Kirchstetten: Prävention durch ausreichend Pflegekräfte und fachlich fundierte Ausbildung

20. March 2019
Edith Kollermann
Kollermann: „Der Fall zeigt, wie prekär die Lage im Pflegebereich bereits ist“

Akuten Handlungsbedarf im Pflegewesen sieht NEOS-Sozialsprecherin Edith Kollermann nach der Teilveröffentlichung von Verhörprotokollen in der Causa Kirchstetten. „Dass die Heimleitung Warnungen der Mitarbeiterinnen und Mitarbeitern ignoriert und sich sogar an der Misshandlung betagter Menschen beteiligt haben soll, zeigt einmal mehr den enormen Handlungsbedarf im Pflegebereich“, so Kollermann. „Es ist allgemein bekannt, dass Übergriffe häufig das Resultat von Überforderung sind und diese Situation wiederum dem Pflegekräftemangel geschuldet ist.
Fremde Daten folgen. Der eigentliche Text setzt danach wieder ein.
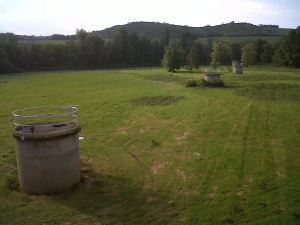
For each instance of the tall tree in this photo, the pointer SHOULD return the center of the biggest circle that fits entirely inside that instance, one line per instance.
(187, 40)
(288, 51)
(220, 47)
(165, 38)
(249, 54)
(268, 52)
(192, 59)
(174, 56)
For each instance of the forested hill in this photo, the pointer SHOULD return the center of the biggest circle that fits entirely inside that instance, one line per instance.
(153, 29)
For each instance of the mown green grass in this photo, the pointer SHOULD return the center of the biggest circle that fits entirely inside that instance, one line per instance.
(214, 156)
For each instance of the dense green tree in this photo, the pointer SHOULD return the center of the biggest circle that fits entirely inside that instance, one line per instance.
(165, 38)
(174, 56)
(5, 65)
(288, 49)
(259, 43)
(268, 52)
(220, 47)
(235, 51)
(187, 40)
(192, 59)
(249, 54)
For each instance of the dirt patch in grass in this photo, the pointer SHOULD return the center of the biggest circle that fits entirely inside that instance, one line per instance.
(155, 100)
(182, 139)
(265, 77)
(164, 78)
(156, 167)
(271, 91)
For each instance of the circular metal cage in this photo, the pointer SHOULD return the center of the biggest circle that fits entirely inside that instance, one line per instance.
(44, 121)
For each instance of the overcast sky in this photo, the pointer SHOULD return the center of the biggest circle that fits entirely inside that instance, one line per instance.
(40, 17)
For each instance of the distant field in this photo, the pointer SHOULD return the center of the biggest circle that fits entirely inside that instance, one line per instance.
(157, 152)
(270, 39)
(203, 40)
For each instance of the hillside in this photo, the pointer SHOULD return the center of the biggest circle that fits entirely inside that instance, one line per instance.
(236, 31)
(152, 29)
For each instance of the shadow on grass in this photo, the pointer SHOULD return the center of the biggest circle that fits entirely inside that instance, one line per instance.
(111, 199)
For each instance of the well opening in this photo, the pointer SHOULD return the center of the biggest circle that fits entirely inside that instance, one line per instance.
(47, 147)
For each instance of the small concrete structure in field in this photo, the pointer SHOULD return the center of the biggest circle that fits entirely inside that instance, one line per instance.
(237, 67)
(47, 147)
(212, 76)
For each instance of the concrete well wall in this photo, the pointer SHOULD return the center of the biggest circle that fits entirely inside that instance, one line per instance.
(48, 164)
(212, 78)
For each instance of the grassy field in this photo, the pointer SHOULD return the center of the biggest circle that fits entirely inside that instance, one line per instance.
(158, 152)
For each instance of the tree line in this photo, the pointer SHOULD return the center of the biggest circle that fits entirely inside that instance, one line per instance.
(130, 49)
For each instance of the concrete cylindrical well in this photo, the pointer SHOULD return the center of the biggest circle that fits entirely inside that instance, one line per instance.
(212, 76)
(47, 147)
(237, 67)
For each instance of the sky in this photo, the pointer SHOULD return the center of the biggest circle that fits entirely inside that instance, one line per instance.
(40, 17)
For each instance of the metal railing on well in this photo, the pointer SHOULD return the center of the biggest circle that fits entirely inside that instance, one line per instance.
(37, 120)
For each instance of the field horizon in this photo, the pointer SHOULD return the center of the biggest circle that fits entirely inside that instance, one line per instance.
(158, 152)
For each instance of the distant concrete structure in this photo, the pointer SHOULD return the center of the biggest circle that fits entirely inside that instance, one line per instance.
(212, 76)
(47, 147)
(237, 67)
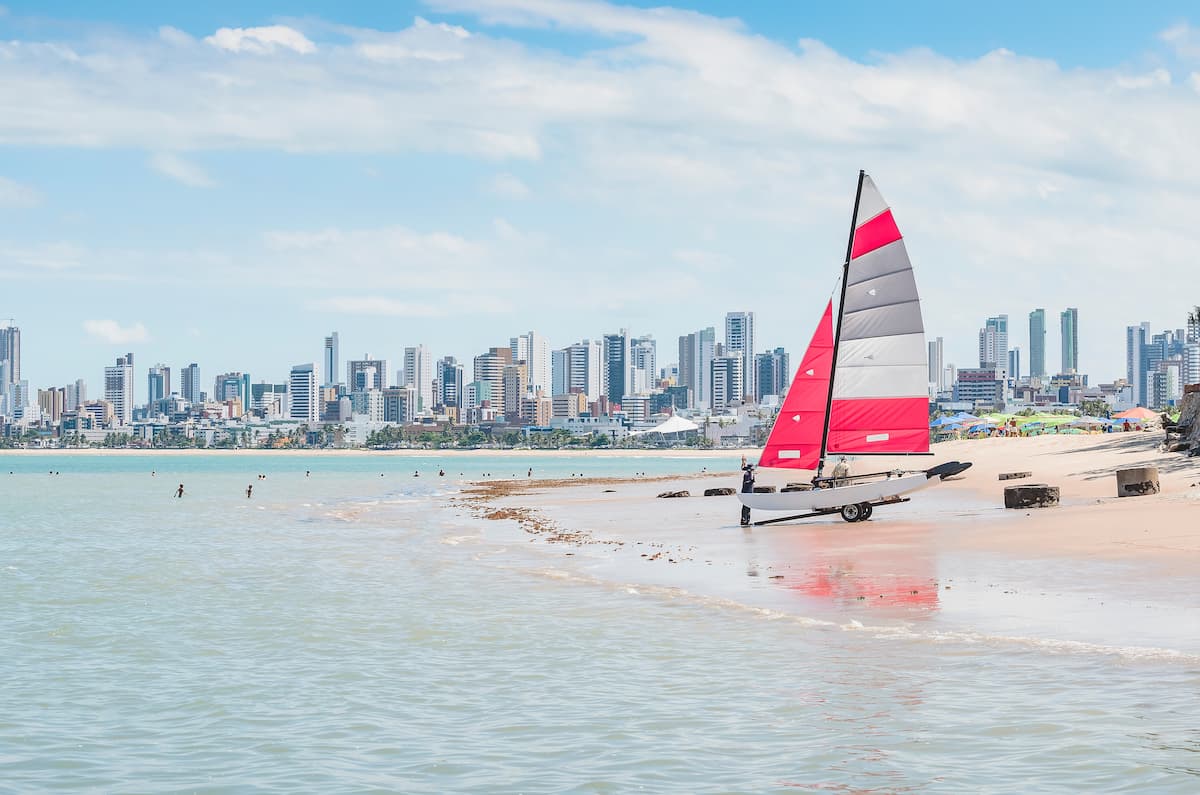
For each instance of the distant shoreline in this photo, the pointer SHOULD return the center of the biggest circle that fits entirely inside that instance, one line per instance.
(403, 453)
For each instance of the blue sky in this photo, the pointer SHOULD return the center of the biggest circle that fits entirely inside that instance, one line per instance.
(227, 183)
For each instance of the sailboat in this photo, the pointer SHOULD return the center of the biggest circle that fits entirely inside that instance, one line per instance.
(862, 387)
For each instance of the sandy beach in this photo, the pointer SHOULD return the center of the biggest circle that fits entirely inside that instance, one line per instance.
(1074, 571)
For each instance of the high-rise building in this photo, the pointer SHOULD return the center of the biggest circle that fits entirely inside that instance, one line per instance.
(366, 374)
(994, 342)
(1069, 341)
(157, 383)
(1038, 344)
(331, 359)
(643, 365)
(773, 374)
(696, 352)
(579, 369)
(616, 365)
(304, 401)
(190, 383)
(450, 382)
(533, 348)
(10, 351)
(119, 389)
(727, 382)
(936, 366)
(419, 375)
(739, 341)
(1137, 370)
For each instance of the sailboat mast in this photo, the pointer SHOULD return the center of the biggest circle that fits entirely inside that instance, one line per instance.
(841, 306)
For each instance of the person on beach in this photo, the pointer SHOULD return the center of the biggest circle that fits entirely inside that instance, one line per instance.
(747, 488)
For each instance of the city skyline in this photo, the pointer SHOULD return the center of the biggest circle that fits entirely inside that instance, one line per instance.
(322, 198)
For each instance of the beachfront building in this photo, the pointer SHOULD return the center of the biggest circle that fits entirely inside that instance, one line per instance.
(449, 387)
(418, 374)
(643, 366)
(330, 360)
(1037, 344)
(982, 387)
(1069, 323)
(739, 342)
(994, 342)
(366, 374)
(772, 374)
(533, 348)
(616, 365)
(936, 366)
(1137, 370)
(579, 369)
(119, 388)
(696, 352)
(727, 382)
(304, 404)
(190, 383)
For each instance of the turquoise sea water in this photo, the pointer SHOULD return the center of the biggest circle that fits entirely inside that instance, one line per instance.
(346, 632)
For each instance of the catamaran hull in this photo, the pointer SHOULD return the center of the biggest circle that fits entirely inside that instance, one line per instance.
(838, 496)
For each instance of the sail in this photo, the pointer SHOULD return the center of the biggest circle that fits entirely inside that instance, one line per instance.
(881, 382)
(795, 440)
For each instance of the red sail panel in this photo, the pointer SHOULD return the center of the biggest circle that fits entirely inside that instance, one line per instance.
(875, 233)
(795, 440)
(895, 425)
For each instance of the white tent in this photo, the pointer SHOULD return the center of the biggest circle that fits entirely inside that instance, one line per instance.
(673, 424)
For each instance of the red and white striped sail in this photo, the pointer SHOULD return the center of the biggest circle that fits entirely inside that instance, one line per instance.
(881, 377)
(880, 380)
(795, 440)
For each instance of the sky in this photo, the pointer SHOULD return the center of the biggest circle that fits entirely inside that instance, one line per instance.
(227, 183)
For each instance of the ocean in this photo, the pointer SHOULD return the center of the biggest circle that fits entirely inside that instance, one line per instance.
(354, 631)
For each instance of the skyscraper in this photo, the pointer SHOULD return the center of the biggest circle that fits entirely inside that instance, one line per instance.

Dass die Politik es trotz genauester demografischer Daten bislang nicht geschafft hat, nachhaltige Maßnahmen in die Wege zu leiten, ist erschreckend.“

Hinweisgebende Mitarbeiter ernst nehmen, nicht mundtot machen

Kollermann fordert, die Gewaltprävention künftig stärker in den Fokus der Ausbildung zu rücken und auch die Führungskräfte ausreichend zu sensibilisieren. Zudem müsse sichergestellt werden, dass die Beschwerden von Mitarbeiterinnen und Mitarbeitern nicht ungehört bleiben: „Die wirksamste Kontrolle ist jene durch Kolleginnen und Kollegen. Allerdings orte ich hier vor allem in Niederösterreich dringenden Handlungsbedarf. So hat ein hinweisgebender Mitarbeiter aus Tulln zwar keine Rückmeldung vom Land Niederösterreich, dafür aber die Kündigung bekommen.“ Aus zahlreichen Betroffenengesprächen wüsste man, dass es kaum möglich sei, bei den zuständigen Stellen im Land einen Termin zu erhalten.